Niko Kovač, der als Trainer mit Frankfurt am Dienstag im Halbfinale des DFB-Pokals steht, hält an einem sonnigen Frühlingsabend im Schlosssaal in Wiesbaden seinen Fairplay-Preis in die Kamera. Eben noch klagten ein Säbelfechter und eine Sportschützin auf dem Podium über den Verlust von Werten im Sport, Dopingvergehen und bescheidene finanzielle Möglichkeiten: "Wenigstens eine feste Stelle" könne sich der Deutsche Olympische Sportbund (DOSB) ja wohl für die Vertretung seiner Athleten leisten, es könne doch nicht so schwer sein, ihre Bedürfnisse zu befriedigen.

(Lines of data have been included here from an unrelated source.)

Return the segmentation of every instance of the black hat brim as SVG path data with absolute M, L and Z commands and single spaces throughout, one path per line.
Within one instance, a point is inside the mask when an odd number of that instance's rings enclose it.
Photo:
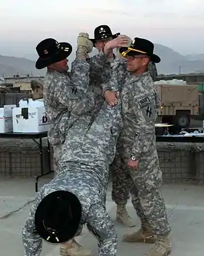
M 118 38 L 118 36 L 120 35 L 120 33 L 116 33 L 114 35 L 109 35 L 109 36 L 108 36 L 108 38 L 112 38 L 113 39 L 115 39 L 115 38 Z M 104 39 L 105 39 L 105 38 L 101 39 L 101 38 L 95 38 L 95 39 L 90 39 L 90 40 L 93 43 L 94 47 L 96 47 L 95 43 L 96 43 L 97 40 L 104 40 Z
M 42 59 L 39 57 L 35 63 L 35 68 L 37 70 L 41 70 L 49 65 L 53 64 L 55 62 L 61 61 L 69 57 L 72 52 L 72 46 L 70 44 L 67 42 L 59 43 L 59 49 L 56 54 L 51 57 L 47 59 Z M 68 51 L 65 51 L 62 48 L 68 48 Z
M 72 219 L 70 222 L 67 210 L 67 218 L 65 218 L 66 221 L 64 220 L 63 223 L 61 223 L 60 229 L 58 231 L 56 230 L 56 240 L 55 235 L 52 236 L 50 232 L 49 232 L 45 227 L 44 223 L 45 221 L 46 221 L 45 219 L 46 209 L 48 209 L 49 207 L 50 208 L 50 203 L 52 204 L 52 201 L 54 201 L 54 200 L 58 197 L 61 197 L 61 199 L 63 198 L 63 201 L 65 201 L 65 204 L 67 205 L 68 202 L 69 210 L 71 210 L 71 211 Z M 54 212 L 56 211 L 56 205 L 52 205 L 52 211 L 54 214 L 55 214 Z M 56 218 L 59 218 L 56 213 L 56 216 L 54 215 L 54 218 L 55 217 Z M 81 217 L 82 205 L 78 198 L 75 195 L 68 191 L 55 191 L 45 197 L 38 205 L 35 214 L 35 230 L 41 238 L 48 242 L 52 244 L 65 242 L 75 236 L 80 226 Z M 52 227 L 50 227 L 52 228 Z M 50 239 L 48 240 L 49 236 Z
M 128 47 L 122 47 L 120 48 L 119 52 L 122 54 L 123 52 L 126 51 L 129 49 Z M 137 52 L 135 51 L 130 51 L 126 53 L 127 56 L 134 56 L 134 55 L 148 55 L 150 57 L 151 61 L 154 63 L 160 63 L 160 58 L 158 55 L 154 53 L 152 54 L 144 54 L 139 52 Z

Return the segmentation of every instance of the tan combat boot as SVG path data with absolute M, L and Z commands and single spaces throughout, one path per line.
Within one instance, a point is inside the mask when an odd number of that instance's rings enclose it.
M 171 247 L 167 236 L 158 236 L 147 256 L 167 256 L 171 253 Z
M 129 216 L 129 214 L 125 208 L 125 205 L 123 204 L 117 205 L 116 221 L 124 224 L 128 227 L 135 226 L 135 224 L 133 223 L 132 218 Z
M 61 246 L 60 253 L 63 256 L 92 256 L 91 251 L 83 248 L 74 238 Z
M 122 241 L 154 244 L 156 242 L 156 236 L 148 224 L 141 224 L 140 229 L 137 232 L 124 235 Z

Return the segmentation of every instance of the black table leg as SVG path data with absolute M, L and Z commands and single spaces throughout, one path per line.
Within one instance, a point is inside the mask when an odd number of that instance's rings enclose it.
M 48 174 L 50 174 L 53 172 L 53 171 L 51 170 L 51 163 L 50 163 L 50 143 L 48 140 L 48 150 L 46 150 L 42 145 L 42 139 L 41 138 L 39 139 L 39 143 L 38 143 L 35 140 L 35 141 L 37 143 L 39 149 L 39 154 L 40 154 L 40 165 L 41 165 L 41 175 L 38 175 L 35 177 L 35 192 L 37 192 L 38 190 L 38 180 L 45 176 Z M 44 150 L 48 151 L 48 156 L 49 156 L 49 161 L 48 161 L 48 172 L 44 173 L 44 159 L 43 159 L 43 152 Z
M 39 138 L 39 149 L 41 175 L 37 176 L 35 178 L 35 192 L 37 192 L 38 180 L 39 177 L 42 177 L 44 174 L 44 160 L 43 160 L 43 147 L 42 147 L 41 138 Z

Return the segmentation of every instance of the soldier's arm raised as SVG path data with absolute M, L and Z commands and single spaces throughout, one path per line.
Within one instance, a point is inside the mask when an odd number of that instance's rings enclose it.
M 63 82 L 58 82 L 55 87 L 54 98 L 56 102 L 67 106 L 68 111 L 75 115 L 86 115 L 91 112 L 95 105 L 93 93 L 84 93 L 75 86 Z

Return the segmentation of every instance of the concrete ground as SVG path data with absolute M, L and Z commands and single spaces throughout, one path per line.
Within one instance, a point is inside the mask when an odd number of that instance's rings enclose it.
M 39 184 L 49 179 L 41 179 Z M 164 197 L 172 227 L 172 256 L 203 256 L 204 241 L 204 186 L 194 185 L 164 185 Z M 23 256 L 21 231 L 35 196 L 34 179 L 0 177 L 0 248 L 1 255 Z M 107 209 L 115 219 L 116 205 L 111 198 L 111 186 L 107 195 Z M 131 203 L 127 210 L 137 225 L 125 228 L 116 223 L 120 240 L 118 256 L 142 256 L 150 248 L 145 244 L 127 244 L 121 242 L 123 233 L 139 227 Z M 97 241 L 84 228 L 77 240 L 91 248 L 97 255 Z M 42 256 L 58 256 L 58 246 L 44 244 Z

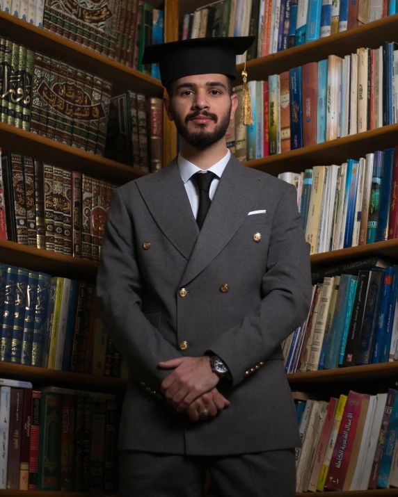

Während man sich also noch über den fahrlässigen Umgang mit den deutschen Olympiahoffnungen wundert, erscheint dieser Fußballtrainer mit geschätztem Jahresgehalt von einer halben Million Euro auf der Bühne. Geehrt wird Niko Kovač vom DOSB und dem Verband Deutscher Sportjournalisten, weil er nach dem Klassenerhalt im vergangenen Sommer erst den Verlierern aus Nürnberg Trost gespendet und dann seinen eigenen Spielern gratuliert hat.

Der Profisport braucht Persönlichkeiten mit integrativen Kräften. Deshalb kommt es auf Menschen wie Niko Kovač an. Der 45-Jährige bewegt sich momentan häufig auf großen Bühnen. Wenn er nicht an der Seitenlinie in einem Stadion den Auftritt seiner Mannschaft dirigiert, dann sitzt er, wie bei unserem ersten Treffen an diesem Nachmittag im Februar, in einem grünen Sessel in einem Saal mit hohen Decken. Früher wohnten hier Großherzöge. Heute dient der Raum als Restaurant eines Luxushotels, mitten im Wald vor Frankfurt gelegen. Ein ungewöhnlicher Ort zum Nachdenken. Aber wo soll er sonst hin? Seitdem er bei der Eintracht arbeitet, wohnt Kovač nun mal in einem Hotel.

Fühlt er sich an diesem Ort zu Hause? Er nippt vorsichtig an seinem grünen Tee und sagt: "Früher dachte ich, es gibt für jeden diesen einen Ort der Geborgenheit. Man muss nur die Augen aufhalten auf der Reise – und ankommen."

Aber die Sache sei komplizierter, habe er mittlerweile erkannt.

Kovačs Reise begann, da war er selber noch gar nicht auf der Welt. Seine Eltern stammen aus Livno, einer Gemeinde im Westen Bosnien-Herzegowinas. Sie verließen ihre Heimat und zogen nach Berlin-Wedding, hier wurden Niko und seine jüngeren Geschwister Robert sowie Nikolina geboren. Vater Mato arbeitete als Zimmermann, Mutter Ivka als Putzfrau. Niko spielte wie sein Bruder Fußball, erst in Zehlendorf, dann für die Hertha in der zweiten Liga.

Schon damals war er mit seiner heutigen Frau Kristina zusammen. "Ich fühle mich wohl, wenn etwas lange anhält", sagt Kovač. "Heute verlassen die Menschen so schnell das Gewohnte, fast wie Getriebene, nur um das Wenige, was sie noch nicht kennen, auch noch zu entdecken. Ich muss mich geborgen fühlen, das gibt mir Sicherheit." Die fand er auch im BWL-Studium an der Freien Universität in Berlin, das er erst aufgab, als er den ersten Profivertrag in Leverkusen unterschrieben hatte.